AR-1 Error Structure

The first order auto-regressive (AR1) structure defines a correlation structure in which the degree of correlation between two observations is proportional to the relative amount of elapsed time. With AR-1 error structures the degree of correlation between a pair of residuals is defined as \(\rho^{\vert t-s\vert}\), where \(\vert t-s\vert\) is the absolute difference between the current time (\(t\)) and the previous time (\(s\)).


\(V = \sigma^2 {\begin{bmatrix}1& \rho & \rho^2 &\cdots & \rho^i \\ \rho & 1 & \rho & \ddots & \vdots \\ \rho^2 & \rho & 1 & \ddots & \rho^2 \\ \vdots &\ddots &\ddots &\ddots & \rho \\ \rho^1 & \cdots & \rho^2 & \rho &1 \end{bmatrix}}\)


AR-1 errors can be applied via the corAR1() function from the nlme package.

    • Refit the same model using lme, but this time add an AR-1 correlation structure.
    • Examine the residuals and acf as above. Visually, do you see an improvement?
    • Check the improvement via AIC.
    • Describe the effect

Impact of heteroskedasticity

Note: The following 2 exercises are bonus problems worth a total of 0.5% on your final grade. They involve the use of nested for loops which are detailed on the R help page.

This week we learned that when the IID assumption is violated by unmodelled heteroskedasticity, variances, and hence standard errors, can be poorly estimated resulting in misleading p-values. When this is the case, the deterministic part of the model may be correctly specified, but any inference is likely to be unreliable. Not the emphasis on unmodelled. This is because, unless there are extreme issues with the data, it is by ignoring key features that we run into issues (not just the presence of heteroskedasticity). Let’s explore that concept using a simulation experiment.

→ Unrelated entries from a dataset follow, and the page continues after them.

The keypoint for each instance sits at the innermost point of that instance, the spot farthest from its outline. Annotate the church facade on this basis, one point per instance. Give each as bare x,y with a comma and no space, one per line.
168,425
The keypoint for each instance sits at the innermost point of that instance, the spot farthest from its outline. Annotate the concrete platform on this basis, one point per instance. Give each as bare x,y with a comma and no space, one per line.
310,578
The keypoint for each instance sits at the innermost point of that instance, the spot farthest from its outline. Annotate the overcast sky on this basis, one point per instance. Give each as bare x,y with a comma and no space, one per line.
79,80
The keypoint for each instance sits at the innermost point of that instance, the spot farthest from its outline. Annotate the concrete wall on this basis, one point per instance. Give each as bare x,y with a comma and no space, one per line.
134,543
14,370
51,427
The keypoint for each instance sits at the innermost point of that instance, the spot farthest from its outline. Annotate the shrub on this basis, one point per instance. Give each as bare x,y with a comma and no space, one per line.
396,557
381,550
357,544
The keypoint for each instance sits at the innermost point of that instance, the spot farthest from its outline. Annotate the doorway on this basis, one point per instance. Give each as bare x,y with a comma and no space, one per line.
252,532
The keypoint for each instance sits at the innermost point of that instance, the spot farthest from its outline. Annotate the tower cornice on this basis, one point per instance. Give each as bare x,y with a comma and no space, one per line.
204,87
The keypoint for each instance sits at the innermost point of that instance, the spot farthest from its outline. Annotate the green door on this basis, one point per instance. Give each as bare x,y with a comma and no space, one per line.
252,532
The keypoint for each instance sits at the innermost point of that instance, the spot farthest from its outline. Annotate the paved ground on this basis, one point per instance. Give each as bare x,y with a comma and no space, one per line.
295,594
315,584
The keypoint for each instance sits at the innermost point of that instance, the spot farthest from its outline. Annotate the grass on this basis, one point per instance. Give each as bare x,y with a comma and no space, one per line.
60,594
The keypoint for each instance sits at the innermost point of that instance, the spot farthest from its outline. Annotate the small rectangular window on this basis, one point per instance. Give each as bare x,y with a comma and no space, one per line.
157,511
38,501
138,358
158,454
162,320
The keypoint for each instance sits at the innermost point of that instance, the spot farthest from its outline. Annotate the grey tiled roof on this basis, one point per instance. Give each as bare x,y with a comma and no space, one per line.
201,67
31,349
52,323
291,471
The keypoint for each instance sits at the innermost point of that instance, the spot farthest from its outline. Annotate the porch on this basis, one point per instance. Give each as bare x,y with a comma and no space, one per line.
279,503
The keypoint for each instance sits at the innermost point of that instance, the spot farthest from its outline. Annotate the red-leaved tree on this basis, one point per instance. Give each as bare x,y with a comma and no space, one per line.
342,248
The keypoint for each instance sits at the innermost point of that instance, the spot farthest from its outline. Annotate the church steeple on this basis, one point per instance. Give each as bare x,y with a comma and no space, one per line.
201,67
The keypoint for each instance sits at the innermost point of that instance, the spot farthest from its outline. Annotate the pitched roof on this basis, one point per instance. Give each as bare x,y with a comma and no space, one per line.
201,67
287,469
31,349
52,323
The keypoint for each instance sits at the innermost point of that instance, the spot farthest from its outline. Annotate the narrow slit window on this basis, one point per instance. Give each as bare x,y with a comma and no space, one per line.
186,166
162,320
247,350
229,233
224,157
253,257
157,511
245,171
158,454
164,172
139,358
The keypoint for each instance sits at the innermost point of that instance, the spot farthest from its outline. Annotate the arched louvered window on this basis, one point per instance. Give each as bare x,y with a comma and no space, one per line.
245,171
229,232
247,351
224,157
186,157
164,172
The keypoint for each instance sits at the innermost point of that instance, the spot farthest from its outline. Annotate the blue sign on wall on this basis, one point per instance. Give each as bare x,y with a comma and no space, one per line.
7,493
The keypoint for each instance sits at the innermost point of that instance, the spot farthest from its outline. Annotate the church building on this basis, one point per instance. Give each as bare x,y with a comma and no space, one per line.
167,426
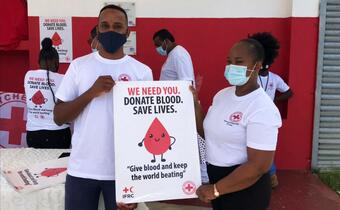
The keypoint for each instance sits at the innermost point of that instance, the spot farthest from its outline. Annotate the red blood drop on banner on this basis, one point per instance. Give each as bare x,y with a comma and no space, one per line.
157,140
56,39
38,98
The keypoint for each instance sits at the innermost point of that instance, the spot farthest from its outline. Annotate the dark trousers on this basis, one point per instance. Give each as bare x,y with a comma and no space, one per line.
255,197
49,139
83,194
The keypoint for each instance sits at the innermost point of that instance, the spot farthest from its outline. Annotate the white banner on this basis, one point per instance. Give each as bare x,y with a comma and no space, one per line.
59,29
39,176
155,136
130,47
12,120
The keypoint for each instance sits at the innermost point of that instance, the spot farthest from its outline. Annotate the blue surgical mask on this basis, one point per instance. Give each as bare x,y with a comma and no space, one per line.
161,51
237,75
111,41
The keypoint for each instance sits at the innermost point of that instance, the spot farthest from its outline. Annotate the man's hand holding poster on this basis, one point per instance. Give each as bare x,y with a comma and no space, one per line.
156,148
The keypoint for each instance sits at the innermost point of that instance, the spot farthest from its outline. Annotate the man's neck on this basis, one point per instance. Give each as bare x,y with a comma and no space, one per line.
112,56
171,47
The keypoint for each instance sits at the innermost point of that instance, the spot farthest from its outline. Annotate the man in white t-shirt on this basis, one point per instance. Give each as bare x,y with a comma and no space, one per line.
178,65
85,97
271,82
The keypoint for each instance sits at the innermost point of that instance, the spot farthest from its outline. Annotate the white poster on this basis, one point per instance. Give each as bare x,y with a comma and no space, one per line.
39,176
130,47
59,29
130,9
155,136
12,120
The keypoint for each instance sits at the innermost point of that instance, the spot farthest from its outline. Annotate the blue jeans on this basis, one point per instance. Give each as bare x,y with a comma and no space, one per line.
83,194
272,170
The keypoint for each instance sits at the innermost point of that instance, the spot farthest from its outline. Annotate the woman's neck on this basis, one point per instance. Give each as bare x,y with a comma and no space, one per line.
246,89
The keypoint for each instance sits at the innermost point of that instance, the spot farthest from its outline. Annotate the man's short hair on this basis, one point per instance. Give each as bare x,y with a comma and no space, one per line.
93,32
164,34
115,7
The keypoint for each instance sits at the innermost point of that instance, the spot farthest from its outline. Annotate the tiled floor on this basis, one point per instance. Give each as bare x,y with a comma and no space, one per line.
298,190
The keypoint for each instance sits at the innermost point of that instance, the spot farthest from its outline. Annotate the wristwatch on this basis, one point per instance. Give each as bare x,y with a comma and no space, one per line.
216,193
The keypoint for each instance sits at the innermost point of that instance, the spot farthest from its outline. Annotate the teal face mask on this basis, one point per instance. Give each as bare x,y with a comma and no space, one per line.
161,51
237,75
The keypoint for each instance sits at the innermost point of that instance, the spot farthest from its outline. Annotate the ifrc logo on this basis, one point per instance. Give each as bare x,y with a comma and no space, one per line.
128,192
236,117
124,77
12,120
189,187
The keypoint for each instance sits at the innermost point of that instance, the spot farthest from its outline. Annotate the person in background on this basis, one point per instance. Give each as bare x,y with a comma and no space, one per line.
92,40
270,81
240,129
85,97
40,86
178,66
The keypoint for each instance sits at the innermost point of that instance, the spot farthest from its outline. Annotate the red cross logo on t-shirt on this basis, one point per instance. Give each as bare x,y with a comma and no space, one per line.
189,187
124,77
236,117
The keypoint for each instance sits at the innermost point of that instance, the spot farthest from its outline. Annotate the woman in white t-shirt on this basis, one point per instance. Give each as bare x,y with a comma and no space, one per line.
40,86
240,129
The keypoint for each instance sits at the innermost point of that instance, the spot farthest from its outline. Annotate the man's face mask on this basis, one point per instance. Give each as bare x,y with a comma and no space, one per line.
161,51
111,41
237,75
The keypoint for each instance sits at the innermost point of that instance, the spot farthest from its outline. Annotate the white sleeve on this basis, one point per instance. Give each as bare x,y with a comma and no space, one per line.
262,130
184,68
68,89
148,75
281,85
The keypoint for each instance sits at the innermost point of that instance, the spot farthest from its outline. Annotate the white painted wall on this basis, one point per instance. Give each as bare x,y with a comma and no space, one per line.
181,8
305,8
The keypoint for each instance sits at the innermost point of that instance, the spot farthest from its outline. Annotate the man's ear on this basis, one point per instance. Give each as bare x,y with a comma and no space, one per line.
258,66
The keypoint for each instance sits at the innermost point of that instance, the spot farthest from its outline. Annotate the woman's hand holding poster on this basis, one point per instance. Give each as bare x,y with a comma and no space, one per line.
155,136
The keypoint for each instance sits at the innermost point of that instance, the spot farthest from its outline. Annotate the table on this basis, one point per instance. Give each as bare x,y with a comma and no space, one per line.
47,199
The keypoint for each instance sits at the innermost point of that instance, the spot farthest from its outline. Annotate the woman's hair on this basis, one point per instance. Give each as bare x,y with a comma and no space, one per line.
270,44
255,49
49,55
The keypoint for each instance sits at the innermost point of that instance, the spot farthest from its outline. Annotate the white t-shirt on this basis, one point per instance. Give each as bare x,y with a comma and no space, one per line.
92,153
234,123
271,83
39,100
178,66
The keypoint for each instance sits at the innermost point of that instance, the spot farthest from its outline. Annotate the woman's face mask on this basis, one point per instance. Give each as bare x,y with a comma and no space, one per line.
237,75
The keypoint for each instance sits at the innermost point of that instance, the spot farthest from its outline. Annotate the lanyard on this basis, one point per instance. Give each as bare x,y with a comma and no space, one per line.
265,89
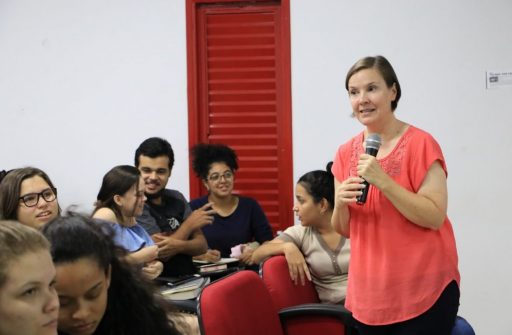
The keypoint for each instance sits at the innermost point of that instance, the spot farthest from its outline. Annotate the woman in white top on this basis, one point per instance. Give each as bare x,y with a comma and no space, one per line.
120,200
313,250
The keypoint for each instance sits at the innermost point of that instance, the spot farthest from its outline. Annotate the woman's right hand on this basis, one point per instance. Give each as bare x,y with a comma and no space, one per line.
211,256
347,191
297,265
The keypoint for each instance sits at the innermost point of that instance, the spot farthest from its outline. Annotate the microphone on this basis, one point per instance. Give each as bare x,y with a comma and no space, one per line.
372,147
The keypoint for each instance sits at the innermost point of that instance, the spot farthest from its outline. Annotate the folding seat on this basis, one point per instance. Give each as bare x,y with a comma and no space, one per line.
288,298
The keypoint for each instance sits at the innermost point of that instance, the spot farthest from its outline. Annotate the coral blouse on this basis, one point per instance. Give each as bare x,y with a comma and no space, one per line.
397,269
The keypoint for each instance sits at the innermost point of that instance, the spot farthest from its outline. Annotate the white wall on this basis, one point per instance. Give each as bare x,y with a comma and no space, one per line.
82,83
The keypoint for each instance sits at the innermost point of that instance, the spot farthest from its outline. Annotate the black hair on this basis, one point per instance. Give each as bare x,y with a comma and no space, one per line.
204,155
320,184
132,306
154,147
383,66
10,187
117,181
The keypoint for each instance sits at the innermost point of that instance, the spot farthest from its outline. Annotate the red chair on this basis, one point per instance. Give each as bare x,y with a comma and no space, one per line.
286,296
237,304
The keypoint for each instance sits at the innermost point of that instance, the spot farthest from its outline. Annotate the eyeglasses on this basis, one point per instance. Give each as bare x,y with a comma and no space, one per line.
215,177
32,199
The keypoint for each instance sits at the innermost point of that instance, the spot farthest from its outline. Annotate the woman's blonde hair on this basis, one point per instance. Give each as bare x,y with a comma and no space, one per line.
16,240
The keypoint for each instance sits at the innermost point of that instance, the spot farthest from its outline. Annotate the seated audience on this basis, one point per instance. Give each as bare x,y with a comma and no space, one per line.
311,247
167,216
28,300
28,195
238,220
119,201
99,292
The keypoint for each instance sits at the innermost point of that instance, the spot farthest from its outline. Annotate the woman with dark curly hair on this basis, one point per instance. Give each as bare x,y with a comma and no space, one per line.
313,250
239,221
99,292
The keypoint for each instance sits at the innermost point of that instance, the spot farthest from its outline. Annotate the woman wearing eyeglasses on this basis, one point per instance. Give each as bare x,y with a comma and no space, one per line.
28,196
239,221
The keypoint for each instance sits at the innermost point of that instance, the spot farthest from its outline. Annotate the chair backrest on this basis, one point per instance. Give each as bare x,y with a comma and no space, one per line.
462,327
237,304
275,274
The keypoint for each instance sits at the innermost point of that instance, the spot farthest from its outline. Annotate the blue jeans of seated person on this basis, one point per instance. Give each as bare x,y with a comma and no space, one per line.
438,320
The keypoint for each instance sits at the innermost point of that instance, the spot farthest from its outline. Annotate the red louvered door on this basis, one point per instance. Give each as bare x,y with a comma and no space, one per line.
241,98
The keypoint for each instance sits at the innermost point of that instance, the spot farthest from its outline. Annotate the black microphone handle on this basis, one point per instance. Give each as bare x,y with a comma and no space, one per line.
362,198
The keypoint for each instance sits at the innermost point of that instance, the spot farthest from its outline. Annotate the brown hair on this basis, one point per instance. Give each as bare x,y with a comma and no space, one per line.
16,240
381,64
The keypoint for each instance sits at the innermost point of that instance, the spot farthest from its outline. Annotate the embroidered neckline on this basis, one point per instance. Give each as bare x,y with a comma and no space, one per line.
391,163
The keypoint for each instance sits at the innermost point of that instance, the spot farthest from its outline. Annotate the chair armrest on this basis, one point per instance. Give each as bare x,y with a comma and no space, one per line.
336,311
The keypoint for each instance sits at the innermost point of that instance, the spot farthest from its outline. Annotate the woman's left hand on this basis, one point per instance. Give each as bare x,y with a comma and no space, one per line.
369,169
152,269
246,256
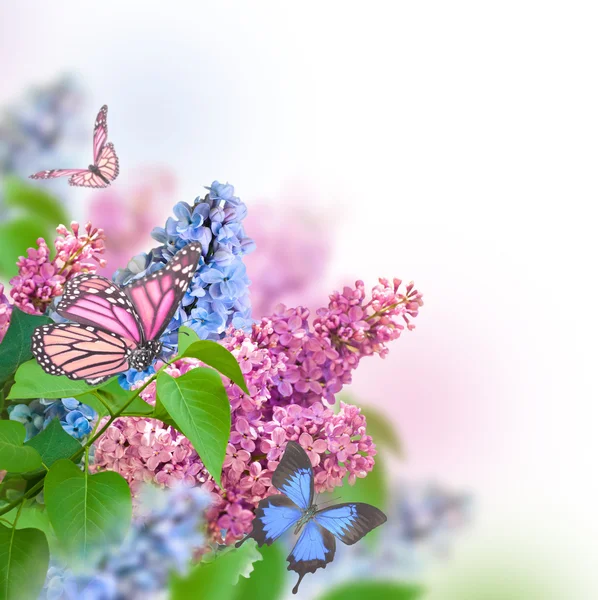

Unmodelled heteroskedasticity

    • Create a function for simulating from a linear model which has the following parameters: an intercept, \(\beta_0\), of 0, \(\beta_1 = 2\) and \(\beta_2 = 0.5\). Have the errors for these data be drawn from a power variance error structure \(\varepsilon_{ij} \sim \mathcal{N}(0,\,\sigma^{2} \times \vert x_{1,i} \vert ^{2\delta_j})\) that is a function of \(x_1\) and with \(\sigma^2\) = 4.
    • Create a sequence of \(\delta\) values ranging from 0 to 1 by an interval of 0.05.
    • For each of the \(\delta\) values: i) simulate 50 uniformly sampled \(x_1\) and 50 uniformly sampled \(x_2\) values each ranging from 0 to 20; ii) use these data and your function to generate the y values; iii) fit a linear model to the data; iv) extract and store the p-values for the intercept,\(\beta_1\) and \(\beta_2\).
    • Repeat this 100 times per \(\delta\) value.
    • Plot the mean \(p\)-value for each parameter at each \(\delta\) value.
    • Describe the impact of unmodelled heteroskedasticity.
    Hint: Using for loops that store values in a list is a straightforward approach to this exercise. The following R functions can help make this exercise easier: aggregate(), do.call()

Modelled heteroskedasticity

    • Repeat the above simulation experiment but this time, instead of ignoring the heteroskedasticity, fit a model with a power variance structure.
    • Describe the impact that modelling heteroskedasticity has on the capacity to identify significant parameters.